El Obispo lo había comprendido. Lo sabía por experiencia. Demasiado a menudo entonces los hombres de Iglesia tenían que hacerse hombres de armas para defender sus bienes y sus derechos. Pero ¿qué relación tenía todo esto con el salterio en manos de un novicio? Francisco veía bien que, a los ojos de este hermanito, todas estas explicaciones tenían que parecer sin proporción a su demanda. Sin proporción, y, por tanto, ininteligibles. Nunca se había sentido tan impotente como en este momento. – Cuando tengas el salterio – dijo por fin al hermano, con esperanza de hacerse comprender, a pesar de todo-, ¿qué harás con él? Irás a sentarte en un sillón o en un trono como un gran prelado y dirás a tu hermano: “Tráeme el salterio.”
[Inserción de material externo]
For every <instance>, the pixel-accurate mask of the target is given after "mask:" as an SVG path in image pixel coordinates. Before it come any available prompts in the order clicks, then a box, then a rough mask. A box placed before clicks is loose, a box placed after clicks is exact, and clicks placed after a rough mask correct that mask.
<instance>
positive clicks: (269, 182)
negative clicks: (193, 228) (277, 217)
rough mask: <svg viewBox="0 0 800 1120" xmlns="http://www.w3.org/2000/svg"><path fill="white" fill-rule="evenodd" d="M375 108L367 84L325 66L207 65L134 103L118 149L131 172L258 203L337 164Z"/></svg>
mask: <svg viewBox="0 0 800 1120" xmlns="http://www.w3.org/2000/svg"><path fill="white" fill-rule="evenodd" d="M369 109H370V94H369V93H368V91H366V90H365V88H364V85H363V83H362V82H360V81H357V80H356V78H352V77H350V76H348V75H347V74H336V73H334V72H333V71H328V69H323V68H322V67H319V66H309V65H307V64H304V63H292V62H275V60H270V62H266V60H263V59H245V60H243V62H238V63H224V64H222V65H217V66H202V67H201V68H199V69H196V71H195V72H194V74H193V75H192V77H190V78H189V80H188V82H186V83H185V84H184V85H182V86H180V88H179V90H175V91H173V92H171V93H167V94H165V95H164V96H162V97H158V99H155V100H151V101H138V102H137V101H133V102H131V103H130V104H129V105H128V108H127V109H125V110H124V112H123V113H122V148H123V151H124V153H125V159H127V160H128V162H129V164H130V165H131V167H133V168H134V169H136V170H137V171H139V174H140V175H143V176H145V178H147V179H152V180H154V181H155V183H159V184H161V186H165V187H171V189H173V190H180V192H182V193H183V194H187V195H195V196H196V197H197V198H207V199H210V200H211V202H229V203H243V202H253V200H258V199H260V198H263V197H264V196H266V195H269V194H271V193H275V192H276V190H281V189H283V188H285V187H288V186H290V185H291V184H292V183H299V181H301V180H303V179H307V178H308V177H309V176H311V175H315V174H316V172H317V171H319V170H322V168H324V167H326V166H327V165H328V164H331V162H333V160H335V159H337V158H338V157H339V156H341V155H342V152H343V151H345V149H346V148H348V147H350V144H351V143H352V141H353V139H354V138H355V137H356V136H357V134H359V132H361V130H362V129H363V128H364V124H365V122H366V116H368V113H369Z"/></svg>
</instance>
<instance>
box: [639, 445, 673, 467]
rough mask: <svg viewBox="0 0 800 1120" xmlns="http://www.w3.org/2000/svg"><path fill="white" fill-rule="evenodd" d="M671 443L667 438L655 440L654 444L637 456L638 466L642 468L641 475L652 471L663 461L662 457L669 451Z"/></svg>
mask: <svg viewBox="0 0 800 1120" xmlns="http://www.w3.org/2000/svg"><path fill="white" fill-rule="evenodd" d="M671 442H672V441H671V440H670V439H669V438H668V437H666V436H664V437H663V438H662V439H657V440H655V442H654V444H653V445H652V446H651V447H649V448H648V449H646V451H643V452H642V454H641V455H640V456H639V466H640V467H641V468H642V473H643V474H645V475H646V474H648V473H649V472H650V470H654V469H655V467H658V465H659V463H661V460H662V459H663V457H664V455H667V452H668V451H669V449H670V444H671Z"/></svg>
El hermano sonrió con una sonrisa molesta. No veía el alcance de la advertencia de Francisco. Este acababa de expresarle con humor la tragedia del poseer, tal como él la veía: todas nuestras relaciones humanas falseadas, corrompidas, reducidas a relación de dueño y de siervo a causa del haber. A causa de los bienes que creemos poseer. Y que no era necesario tener mucho para comportarse como dueño. Eso era grave, demasiado grave, para que se pudiera sonreír.
Pero Francisco no tenía ante él más que a un niño. Un pobre niño que no podía comprender cosas graves, pero a quien, sin embargo, era preciso tratar de salvar.
Se sintió lleno de una inmensa piedad por él. Lo cogió maternalmente por el brazo y lo llevó junto a una roca, en la que se sentaron los dos.
– Escucha, hermanito – le dijo -. Voy a confiarte una cosa. Cuando yo era más joven, también fui tentado por los libros. Me hubiera gustado tenerlos. Pensaba entonces que me darían la Sabiduría. Pero, mira, todos los libros del mundo son incapaces de dar la Sabiduría. Es preciso no confundir la Ciencia con la Sabiduría. El demonio supo en otro tiempo las cosas celestes y conoce ahora más cosas terrestres que todos los hombres del mundo. En la hora de la prueba, en la tentación o en la tristeza, no son los libros los que pueden venir a ayudarnos, sino simplemente la Pasión del Señor Jesucristo. Francisco se calló un instante. Después, dolorosamente, añadió:
– Ahora yo sé a Jesús pobre y crucificado. Esto me basta.
Este pensamiento lo absorbió de repente todo entero. Permaneció allí abismado, con los ojos cerrados, completamente extraño a lo que podía pasar alrededor de él. Cuando, después de bastante tiempo, volvió en sí, se dio cuenta con espanto de que estaba solo. El hermano le había dejado y se había marchado.